Diazo-Selective 1,3-Dipolar Cycloadditions in the Presence of Azides. While the strain-promoted azide–alkyne cycloaddition (SPAAC) has overshadowed much of the landscape, the diazo group has overlooked potential in biological applications. 1,3-Dipolar cycloadditions of diazo compounds can be more rapid than those of azides and are more prone to electronic tuning. The ability to survive cellular metabolism and provide unique reactivity makes the diazo group a practical alternative to the azido moiety. Still, shared reactivity with choice strained alkynes (DIBAC, BCN, etc.) illustrates the need to understand cycloaddition reactivity to engender selectivity.


By removing strain and exploring electronic factors controlling reactivity, we have demonstrated diazo-selective reactions with naturally occurring amino acids in the presence of azides at rates comparable to early-generation SPAACs. When pushed to its limits, the strategy of electronic tuning provides cycloadditions with unstrained alkenes and alkynes displaying reaction rates rivaling those of optimized SPAACs.

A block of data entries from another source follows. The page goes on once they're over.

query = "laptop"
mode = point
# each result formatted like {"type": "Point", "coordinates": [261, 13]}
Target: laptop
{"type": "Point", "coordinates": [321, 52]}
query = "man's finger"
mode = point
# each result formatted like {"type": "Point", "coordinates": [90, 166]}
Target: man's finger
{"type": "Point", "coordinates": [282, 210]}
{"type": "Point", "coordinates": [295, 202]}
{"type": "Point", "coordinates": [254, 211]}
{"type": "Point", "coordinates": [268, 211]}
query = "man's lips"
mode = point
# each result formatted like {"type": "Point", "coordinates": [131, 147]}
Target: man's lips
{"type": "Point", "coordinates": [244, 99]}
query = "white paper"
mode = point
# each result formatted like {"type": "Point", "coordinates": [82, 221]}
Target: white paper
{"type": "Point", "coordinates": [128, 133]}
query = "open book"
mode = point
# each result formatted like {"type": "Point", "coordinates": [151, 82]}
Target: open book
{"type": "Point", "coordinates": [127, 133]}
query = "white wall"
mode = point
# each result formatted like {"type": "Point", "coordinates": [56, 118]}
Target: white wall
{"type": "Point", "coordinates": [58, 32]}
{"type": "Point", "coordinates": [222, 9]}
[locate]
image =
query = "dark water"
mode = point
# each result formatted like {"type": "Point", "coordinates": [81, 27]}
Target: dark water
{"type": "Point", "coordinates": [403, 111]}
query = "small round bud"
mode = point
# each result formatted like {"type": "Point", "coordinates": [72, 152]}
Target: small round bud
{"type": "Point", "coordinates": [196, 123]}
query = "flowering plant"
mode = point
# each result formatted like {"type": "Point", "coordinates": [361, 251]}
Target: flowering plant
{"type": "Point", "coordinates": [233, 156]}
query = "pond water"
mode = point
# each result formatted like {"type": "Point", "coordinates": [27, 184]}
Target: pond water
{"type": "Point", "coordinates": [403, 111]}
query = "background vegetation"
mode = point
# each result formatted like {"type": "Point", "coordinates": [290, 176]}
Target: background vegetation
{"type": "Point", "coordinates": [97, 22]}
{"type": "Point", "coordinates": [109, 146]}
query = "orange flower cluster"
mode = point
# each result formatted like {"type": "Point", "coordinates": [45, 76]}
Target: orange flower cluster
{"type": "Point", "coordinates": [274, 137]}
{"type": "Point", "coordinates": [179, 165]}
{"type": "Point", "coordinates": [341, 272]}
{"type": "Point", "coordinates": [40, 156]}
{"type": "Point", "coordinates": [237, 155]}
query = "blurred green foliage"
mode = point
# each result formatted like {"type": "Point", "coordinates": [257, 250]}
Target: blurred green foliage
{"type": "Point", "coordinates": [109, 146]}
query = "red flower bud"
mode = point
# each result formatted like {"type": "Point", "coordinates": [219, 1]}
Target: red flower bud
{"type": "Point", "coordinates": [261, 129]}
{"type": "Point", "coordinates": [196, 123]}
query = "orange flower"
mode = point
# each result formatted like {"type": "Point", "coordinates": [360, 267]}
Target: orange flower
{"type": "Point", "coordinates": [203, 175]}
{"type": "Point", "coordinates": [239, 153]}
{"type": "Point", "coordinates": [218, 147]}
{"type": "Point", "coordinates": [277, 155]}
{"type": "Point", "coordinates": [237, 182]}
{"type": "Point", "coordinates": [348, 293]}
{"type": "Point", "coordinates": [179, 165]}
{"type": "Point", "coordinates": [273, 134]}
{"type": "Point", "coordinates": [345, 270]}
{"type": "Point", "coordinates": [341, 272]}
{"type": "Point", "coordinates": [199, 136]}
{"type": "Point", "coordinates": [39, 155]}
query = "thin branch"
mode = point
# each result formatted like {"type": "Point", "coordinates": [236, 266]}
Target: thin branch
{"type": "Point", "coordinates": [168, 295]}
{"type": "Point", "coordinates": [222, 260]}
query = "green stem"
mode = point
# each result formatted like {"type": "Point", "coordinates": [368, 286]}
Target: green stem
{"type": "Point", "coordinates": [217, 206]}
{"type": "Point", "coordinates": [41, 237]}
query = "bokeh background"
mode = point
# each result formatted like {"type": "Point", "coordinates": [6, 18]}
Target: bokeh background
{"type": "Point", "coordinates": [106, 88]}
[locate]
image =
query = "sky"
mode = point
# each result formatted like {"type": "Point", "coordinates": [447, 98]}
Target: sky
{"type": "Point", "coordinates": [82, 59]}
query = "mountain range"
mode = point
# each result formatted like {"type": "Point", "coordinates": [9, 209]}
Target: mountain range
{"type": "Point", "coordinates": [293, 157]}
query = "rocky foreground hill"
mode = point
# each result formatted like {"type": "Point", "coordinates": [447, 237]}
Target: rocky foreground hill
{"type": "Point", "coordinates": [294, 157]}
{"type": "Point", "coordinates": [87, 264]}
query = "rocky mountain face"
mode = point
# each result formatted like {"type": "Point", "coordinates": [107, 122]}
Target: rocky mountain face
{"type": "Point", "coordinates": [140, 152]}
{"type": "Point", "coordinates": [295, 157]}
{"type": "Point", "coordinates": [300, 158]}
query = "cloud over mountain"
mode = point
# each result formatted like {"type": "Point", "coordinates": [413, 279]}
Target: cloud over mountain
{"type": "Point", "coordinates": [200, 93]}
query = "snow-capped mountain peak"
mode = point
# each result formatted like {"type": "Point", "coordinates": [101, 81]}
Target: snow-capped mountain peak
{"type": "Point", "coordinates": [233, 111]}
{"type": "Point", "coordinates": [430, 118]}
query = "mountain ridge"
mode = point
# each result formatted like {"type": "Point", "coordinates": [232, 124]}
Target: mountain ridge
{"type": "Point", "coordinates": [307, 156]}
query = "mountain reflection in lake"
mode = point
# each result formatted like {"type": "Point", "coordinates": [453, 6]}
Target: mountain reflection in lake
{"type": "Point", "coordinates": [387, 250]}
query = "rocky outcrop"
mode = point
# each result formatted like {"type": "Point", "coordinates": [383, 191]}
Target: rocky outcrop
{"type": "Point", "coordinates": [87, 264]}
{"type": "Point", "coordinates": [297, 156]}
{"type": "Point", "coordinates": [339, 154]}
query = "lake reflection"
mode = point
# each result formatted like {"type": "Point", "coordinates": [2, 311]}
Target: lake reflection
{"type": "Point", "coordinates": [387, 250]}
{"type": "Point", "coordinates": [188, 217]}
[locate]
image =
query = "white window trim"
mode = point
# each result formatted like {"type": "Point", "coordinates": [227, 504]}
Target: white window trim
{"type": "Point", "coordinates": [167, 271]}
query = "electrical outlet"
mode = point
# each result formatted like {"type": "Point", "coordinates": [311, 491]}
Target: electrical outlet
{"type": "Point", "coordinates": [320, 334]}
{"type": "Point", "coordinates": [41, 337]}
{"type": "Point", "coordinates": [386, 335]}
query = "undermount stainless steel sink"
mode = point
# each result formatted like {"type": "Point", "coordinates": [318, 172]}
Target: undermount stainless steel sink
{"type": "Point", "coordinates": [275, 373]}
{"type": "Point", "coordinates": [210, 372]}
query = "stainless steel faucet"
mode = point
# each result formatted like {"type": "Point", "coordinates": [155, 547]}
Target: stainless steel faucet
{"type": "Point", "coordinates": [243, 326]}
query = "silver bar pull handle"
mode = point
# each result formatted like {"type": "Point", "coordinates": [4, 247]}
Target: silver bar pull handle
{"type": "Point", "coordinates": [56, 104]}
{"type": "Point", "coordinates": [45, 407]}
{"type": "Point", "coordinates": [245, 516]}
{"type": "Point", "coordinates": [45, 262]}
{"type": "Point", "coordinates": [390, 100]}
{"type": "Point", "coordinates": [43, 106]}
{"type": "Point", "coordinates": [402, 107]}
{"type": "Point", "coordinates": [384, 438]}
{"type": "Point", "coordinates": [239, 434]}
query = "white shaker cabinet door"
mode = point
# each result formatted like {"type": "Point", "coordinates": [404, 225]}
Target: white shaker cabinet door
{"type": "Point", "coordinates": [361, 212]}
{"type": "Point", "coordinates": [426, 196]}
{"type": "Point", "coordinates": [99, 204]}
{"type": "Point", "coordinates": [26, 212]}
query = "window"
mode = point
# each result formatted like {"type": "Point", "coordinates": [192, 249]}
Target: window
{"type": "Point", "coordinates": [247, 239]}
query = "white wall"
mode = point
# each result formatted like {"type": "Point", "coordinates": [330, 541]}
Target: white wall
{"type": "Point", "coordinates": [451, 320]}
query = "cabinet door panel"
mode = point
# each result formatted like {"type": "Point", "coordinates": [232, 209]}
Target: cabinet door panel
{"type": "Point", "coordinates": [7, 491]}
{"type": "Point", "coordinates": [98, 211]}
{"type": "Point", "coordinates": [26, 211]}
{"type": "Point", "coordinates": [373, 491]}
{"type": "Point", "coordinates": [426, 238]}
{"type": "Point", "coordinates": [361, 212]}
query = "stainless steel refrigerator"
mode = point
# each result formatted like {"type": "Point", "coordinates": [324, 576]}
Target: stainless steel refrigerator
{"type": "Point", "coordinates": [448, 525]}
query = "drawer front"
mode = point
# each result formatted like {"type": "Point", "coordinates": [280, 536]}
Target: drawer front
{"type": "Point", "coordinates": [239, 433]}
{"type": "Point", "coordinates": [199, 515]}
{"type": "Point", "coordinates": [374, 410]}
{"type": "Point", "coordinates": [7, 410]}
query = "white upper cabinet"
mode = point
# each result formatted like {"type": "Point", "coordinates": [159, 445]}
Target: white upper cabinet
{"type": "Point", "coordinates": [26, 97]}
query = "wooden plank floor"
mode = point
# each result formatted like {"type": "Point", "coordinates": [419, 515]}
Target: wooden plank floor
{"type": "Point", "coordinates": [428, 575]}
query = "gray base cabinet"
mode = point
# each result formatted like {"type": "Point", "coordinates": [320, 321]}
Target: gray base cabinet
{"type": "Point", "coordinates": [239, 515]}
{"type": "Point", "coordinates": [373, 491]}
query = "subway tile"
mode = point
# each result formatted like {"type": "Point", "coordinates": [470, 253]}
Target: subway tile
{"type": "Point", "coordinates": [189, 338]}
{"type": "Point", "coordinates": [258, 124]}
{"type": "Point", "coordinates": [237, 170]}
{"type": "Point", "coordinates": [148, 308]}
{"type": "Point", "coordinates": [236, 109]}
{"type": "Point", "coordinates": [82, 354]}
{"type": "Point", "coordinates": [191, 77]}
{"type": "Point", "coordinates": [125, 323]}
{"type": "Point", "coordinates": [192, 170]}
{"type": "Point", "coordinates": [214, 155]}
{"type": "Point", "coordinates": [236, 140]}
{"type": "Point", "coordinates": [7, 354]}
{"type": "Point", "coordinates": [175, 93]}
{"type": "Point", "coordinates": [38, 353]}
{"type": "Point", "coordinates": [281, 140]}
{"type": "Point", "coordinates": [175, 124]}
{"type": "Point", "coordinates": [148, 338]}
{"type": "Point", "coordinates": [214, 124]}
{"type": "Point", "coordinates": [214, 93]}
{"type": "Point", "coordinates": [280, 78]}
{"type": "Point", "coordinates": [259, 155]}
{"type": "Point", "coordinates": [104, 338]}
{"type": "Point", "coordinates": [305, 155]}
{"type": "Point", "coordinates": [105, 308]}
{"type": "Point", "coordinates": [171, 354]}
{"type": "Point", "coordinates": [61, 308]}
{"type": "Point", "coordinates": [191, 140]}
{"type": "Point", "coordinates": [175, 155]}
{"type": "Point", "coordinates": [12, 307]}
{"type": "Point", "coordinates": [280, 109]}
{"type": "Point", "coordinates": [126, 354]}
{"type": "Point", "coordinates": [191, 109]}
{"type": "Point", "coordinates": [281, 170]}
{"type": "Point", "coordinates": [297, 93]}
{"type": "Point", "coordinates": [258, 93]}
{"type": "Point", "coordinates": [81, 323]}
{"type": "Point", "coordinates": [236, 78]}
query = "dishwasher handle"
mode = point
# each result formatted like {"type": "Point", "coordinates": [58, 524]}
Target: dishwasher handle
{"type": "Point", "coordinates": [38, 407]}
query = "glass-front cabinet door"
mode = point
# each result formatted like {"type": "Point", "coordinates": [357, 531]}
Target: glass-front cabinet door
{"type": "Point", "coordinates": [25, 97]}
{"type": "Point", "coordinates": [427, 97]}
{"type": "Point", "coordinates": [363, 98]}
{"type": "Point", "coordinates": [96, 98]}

Current efforts are in the pursuit of an optimal balance of strain and electronic effects to provide robust diazo-selective 1,3-dipolar cycloadditions to be carried out in physiological conditions.

Diazo compounds allow for   decreased distortion energies without strain  . Most efforts focus on using strain to pre-distort the dipolarophile—which only contributes ~20% of total distortion energies.

Diazo compounds allow for decreased distortion energies without strain. Most efforts focus on using strain to pre-distort the dipolarophile—which only contributes ~20% of total distortion energies.